ÖSV-Boss Schröcksnadel hilft der Corona-Forschung

Wegen des Coronavirus wurde die Skisaison vorzeitig beendet. ÖSV-Präsident Peter Schröcksnadel berichtet nun, wie er die zusätzliche Freizeit nützt, und wie er sich im Kampf gegen die Krankheit engagiert.

Mit seinen 78 Jahren gehört Schröcksnadel zur Hochrisiko-Gruppe. Er versichert, bei bester Gesundheit zu sein - und sogar hart an der Form zu arbeiten. "Da es in Tirol eine Ausgangssperre gibt, habe ich plötzlich zu Hause sehr viel Zeit, um zu trainieren", berichtet er "blick.ch". "Wenn es noch länger so weitergeht, werde ich in ein paar Monaten einen richtig schönen Sixpack haben."

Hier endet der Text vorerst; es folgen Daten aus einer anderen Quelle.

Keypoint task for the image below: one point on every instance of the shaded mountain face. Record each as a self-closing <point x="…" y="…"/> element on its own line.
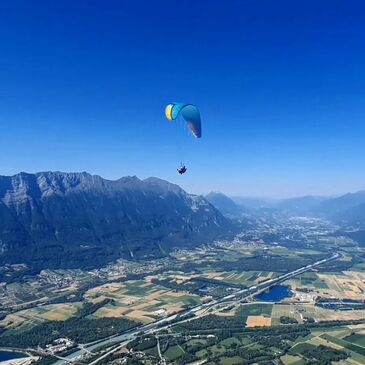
<point x="55" y="219"/>
<point x="224" y="204"/>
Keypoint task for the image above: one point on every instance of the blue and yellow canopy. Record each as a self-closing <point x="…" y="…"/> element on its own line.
<point x="190" y="113"/>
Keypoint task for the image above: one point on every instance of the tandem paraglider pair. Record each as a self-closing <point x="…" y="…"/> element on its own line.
<point x="191" y="115"/>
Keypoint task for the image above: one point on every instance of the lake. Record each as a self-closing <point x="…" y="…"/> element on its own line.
<point x="8" y="355"/>
<point x="275" y="293"/>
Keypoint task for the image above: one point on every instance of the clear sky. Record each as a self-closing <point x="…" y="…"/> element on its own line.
<point x="280" y="86"/>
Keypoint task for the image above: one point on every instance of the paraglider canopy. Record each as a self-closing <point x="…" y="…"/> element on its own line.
<point x="190" y="113"/>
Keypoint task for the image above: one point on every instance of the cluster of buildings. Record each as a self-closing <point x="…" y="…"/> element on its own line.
<point x="59" y="345"/>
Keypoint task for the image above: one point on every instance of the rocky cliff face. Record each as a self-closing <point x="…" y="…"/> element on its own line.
<point x="55" y="219"/>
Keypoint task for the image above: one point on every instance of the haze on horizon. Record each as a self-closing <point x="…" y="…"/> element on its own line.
<point x="280" y="87"/>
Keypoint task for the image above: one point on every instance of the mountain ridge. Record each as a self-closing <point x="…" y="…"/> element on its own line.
<point x="56" y="219"/>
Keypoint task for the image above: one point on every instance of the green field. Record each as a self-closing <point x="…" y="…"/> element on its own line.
<point x="173" y="352"/>
<point x="356" y="338"/>
<point x="254" y="310"/>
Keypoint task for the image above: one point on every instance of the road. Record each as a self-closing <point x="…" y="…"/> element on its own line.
<point x="181" y="316"/>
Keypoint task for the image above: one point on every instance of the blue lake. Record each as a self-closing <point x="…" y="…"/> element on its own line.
<point x="8" y="355"/>
<point x="275" y="293"/>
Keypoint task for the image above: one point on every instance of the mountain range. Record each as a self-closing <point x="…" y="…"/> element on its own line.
<point x="347" y="209"/>
<point x="56" y="219"/>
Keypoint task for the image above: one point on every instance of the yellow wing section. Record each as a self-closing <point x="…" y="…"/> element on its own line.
<point x="168" y="110"/>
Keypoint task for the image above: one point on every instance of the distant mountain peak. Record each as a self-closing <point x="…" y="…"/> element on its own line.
<point x="62" y="219"/>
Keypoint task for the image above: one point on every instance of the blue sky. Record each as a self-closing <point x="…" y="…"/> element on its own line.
<point x="280" y="86"/>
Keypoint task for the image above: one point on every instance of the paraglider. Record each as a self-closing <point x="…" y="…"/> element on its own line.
<point x="182" y="169"/>
<point x="191" y="115"/>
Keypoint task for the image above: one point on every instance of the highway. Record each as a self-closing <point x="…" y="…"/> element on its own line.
<point x="180" y="317"/>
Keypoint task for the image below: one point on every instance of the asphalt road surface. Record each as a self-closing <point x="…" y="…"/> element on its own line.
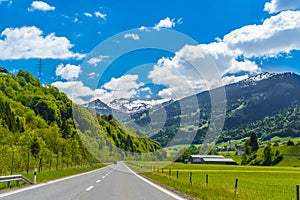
<point x="113" y="182"/>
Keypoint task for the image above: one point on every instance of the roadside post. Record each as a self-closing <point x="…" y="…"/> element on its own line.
<point x="34" y="177"/>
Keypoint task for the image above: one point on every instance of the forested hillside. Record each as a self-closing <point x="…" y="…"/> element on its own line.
<point x="39" y="121"/>
<point x="268" y="106"/>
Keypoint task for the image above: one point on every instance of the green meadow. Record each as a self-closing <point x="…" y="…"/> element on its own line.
<point x="254" y="182"/>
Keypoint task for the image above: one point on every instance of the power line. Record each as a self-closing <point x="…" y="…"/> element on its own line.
<point x="40" y="64"/>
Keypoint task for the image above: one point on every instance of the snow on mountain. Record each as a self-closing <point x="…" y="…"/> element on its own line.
<point x="254" y="79"/>
<point x="130" y="107"/>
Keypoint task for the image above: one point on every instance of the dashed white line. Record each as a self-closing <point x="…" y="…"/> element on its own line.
<point x="89" y="188"/>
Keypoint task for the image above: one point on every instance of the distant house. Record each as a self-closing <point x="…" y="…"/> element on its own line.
<point x="239" y="151"/>
<point x="211" y="159"/>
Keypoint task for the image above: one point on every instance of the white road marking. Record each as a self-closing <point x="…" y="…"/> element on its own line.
<point x="48" y="183"/>
<point x="89" y="188"/>
<point x="157" y="186"/>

Eine Erkrankung vor einigen Jahren hat "Schröcksi" zum Mithelfer im Kampf gegen das Coronavirus gemacht. Er wurde in einem Krankenhaus in Vancouver wegen einer schweren Erkältung behandelt, zwei Monate später bedankte er sich bei den kanadischen Ärzten. "Bei dieser Gelegenheit hat mir der Professor sein Forschungsprojekt gezeigt. Das unterstütze ich seit 2013 finanziell. Mit meinem Geld konnte so der Lohn eines dänischen Krebsforschers bezahlt werden, der jetzt auch einen Impfstoff gegen das Coronavirus mitentwickelt."

Das Forscherteam in Kopenhagen erstattet Schröcksnadel regelmäßig Bericht. "Die glauben, dass sie bis zum nächsten Winter einen Impfstoff haben werden", meint er. Nachsatz: "In Österreich gibt es ein anderes Team, das davon ausgeht, den passenden Impfstoff bereits in ein paar Monaten zu kennen." Wer am Ende das Rennen macht, ist wohl nebensächlich. Hauptsache, das Virus wird effektiv bekämpft.